New Food and Drug Administration screening guidelines reverses a 40 year policy and is now based on an individual risk assessment.
ST PAUL, Minn — Some organizations are declaring the national blood shortage an emergency.
The American Red Cross said the blood supply level dropped nearly 25% since early August and it can take weeks for inventories to rebound.
But a change in a federal policy is now allowing organizations, like the Red Cross and Memorial Blood Centers (MBC), to implement the change and allow more people to donate.
It’s a move that comes 40 years after the Food and Drug Administration first banned gay and bisexual men from donating blood. The FDA dropped that policy in May.
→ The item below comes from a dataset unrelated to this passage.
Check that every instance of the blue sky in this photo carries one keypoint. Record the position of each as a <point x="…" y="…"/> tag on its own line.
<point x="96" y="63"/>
“We will be able to welcome a whole new population of donors who we’ve been waiting to welcome for some time,” said Phil Losacker, the community relations manager for the MBC.
The change starting Monday comes as MBC just declared a blood emergency. The region’s blood supply is well below the optimal five to seven days and while all blood types are needed, types O+, O-, B-, and platelets are critically low.
Last year, MBC declared an unprecedented three emergencies in six months.
“The need for blood is pretty consistent,” says Losacker. “What changes is people’s willingness or availability to donate blood.”
The sustained loss of first-time donors, fewer blood drives and more disaster responses are all impacting supply. It’s unclear how many more donors might step forward given the policy change. The new donor assessment focuses on each person, not sexual or gender identity.
“We’re hoping that translates into larger numbers of the population being eligible to give,” said Red Cross CEO Brice Johnson. “Any sort of an increase would be a tremendous movement.”
The old FDA policy was enacted in the 1980s over concerns about HIV transmission. But gay rights groups and leading medical associations have long opposed it. The American Medical Association criticized the FDA policy as unfairly singling out gay men rather than looking at a person’s individual risk factors. While gay men faced donation restrictions, even if they had protected sex, straight men and women who had unprotected sex with multiple partners could still donate.
“This is based on scientific studies by the Department of Health and based on information from other countries that have already adopted this, including Canada and England,” said Losacker. “It’s an easy identifiable problem and it’s an easily solvable problem.”
Part of the new screening process means that the three-month waiting period now applies to everyone with a new partner. But if anyone has tested positive for HIV, they are still permanently barred from donating blood.